As a rule, if your critical section can be done in an atomic directive, it should. It will not be slower, and might be faster.

Barriers

Recall that a barrier is a point in code where we want all threads to reach before continuing on:

The following OpenMP program spawns a number of threads. How could we add a barrier in the middle of the function?


#include <unistd.h>
#include <stdlib.h>
#include <omp.h>
#include <stdio.h>

#define THREADS 8

/* the function called for each thread */
void worker() {
  /* get our thread id */
  int id = omp_get_thread_num();

  /* we start to work */
  printf("Thread %d starting!\n", id);

  /* simulate the threads taking slightly different amounts of time by sleeping
   * for our thread id seconds */
  sleep(id);
  printf("Thread %d is done its work!\n", id);


  /* TODO make a barrier */


  printf("Thread %d is past the barrier!\n", id); 
}

int main() {
  /* have all the threads run worker */
  # pragma omp parallel num_threads(THREADS)
    worker();

  return 0;
}

This is easily accomplished with OpenMP:


#include <unistd.h>
#include <stdlib.h>
#include <omp.h>
#include <stdio.h>

#define THREADS 8

/* the function called for each thread */
void worker() {
  /* get our thread id */
  int id = omp_get_thread_num();

  /* we start to work */
  printf("Thread %d starting!\n", id);

  /* simulate the threads taking slightly different amounts of time by sleeping
   * for our thread id seconds */
  sleep(id);
  printf("Thread %d is done its work!\n", id);


  /* a barrier */
  #pragma omp barrier


  printf("Thread %d is past the barrier!\n", id); 
}

int main() {
  /* have all the threads run worker */
  # pragma omp parallel num_threads(THREADS)
    worker();

  return 0;
}

The barrier directive causes OpenMP to insert a barrier at that point.

Ordered Sections

Suppose we wanted one portion of our threaded code to execute in thread order.
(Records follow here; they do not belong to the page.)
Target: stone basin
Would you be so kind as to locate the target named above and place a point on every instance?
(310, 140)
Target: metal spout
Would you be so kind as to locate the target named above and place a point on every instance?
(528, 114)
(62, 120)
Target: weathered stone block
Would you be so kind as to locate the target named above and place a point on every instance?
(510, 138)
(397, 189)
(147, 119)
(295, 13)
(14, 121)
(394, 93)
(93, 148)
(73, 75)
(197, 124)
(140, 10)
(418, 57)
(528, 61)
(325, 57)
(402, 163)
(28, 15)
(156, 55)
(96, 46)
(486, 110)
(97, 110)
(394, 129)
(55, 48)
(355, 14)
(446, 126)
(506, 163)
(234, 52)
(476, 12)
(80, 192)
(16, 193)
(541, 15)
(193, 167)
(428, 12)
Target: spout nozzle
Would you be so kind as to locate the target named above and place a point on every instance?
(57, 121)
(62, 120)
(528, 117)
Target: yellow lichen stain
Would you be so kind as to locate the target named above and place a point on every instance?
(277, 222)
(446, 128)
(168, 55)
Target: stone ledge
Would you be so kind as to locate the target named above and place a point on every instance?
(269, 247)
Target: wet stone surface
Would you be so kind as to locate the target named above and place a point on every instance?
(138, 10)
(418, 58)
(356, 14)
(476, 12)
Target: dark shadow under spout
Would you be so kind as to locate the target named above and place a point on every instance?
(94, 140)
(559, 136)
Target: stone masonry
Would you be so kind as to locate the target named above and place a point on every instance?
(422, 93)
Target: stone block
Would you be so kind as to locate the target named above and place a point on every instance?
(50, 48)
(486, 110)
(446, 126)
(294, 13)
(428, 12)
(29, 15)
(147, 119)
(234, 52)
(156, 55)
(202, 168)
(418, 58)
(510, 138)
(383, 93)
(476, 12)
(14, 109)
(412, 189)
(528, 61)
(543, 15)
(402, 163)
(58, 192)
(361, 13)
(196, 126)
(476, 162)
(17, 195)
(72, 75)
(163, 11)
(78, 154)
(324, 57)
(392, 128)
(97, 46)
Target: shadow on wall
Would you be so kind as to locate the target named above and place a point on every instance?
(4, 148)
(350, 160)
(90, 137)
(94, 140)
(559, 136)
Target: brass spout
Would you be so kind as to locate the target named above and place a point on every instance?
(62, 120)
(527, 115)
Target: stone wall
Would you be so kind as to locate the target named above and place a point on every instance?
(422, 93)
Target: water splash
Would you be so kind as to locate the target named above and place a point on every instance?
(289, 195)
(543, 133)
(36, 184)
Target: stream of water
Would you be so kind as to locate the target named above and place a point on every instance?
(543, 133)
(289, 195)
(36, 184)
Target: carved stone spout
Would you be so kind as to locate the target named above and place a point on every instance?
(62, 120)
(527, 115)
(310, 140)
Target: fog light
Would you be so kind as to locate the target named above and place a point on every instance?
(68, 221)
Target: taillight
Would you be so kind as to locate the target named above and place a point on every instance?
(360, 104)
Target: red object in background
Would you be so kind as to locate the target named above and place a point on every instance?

This is often desirable for output as it is typically non-deterministic.

The following program may execute in thread order, but probably will not:


#include <stdlib.h>
#include <omp.h>
#include <stdio.h>

#define THREADS 16

/* the function called for each thread */
void worker() {
  /* get our thread id */
  int id = omp_get_thread_num();
  printf("Thread %d says hello!\n", id);
}

int main() {
  int i;

  #pragma omp parallel for num_threads(THREADS)
  for (i = 0; i < THREADS; i++) {
    worker();
  }
  return 0;
}

There is also a built-in directive in OpenMP for this, the ordered directive. The following program uses this:


#include <stdlib.h>
#include <omp.h>
#include <stdio.h>

#define THREADS 16

/* the function called for each thread */
void worker() {
  /* get our thread id */
  int id = omp_get_thread_num();

  #pragma omp ordered
  printf("Thread %d says hello!\n", id);
}

int main() {
  int i;

  #pragma omp parallel for num_threads(THREADS) ordered
  for (i = 0; i < THREADS; i++) {
    worker();
  }
  return 0;
}

There are a few restrictions on the ordered directive:

It can only appear in a parallel for loop - not a parallel block.
The parallel for loop must be marked as ordered.

This is so OpenMP knows how many threads will be entering the ordered block.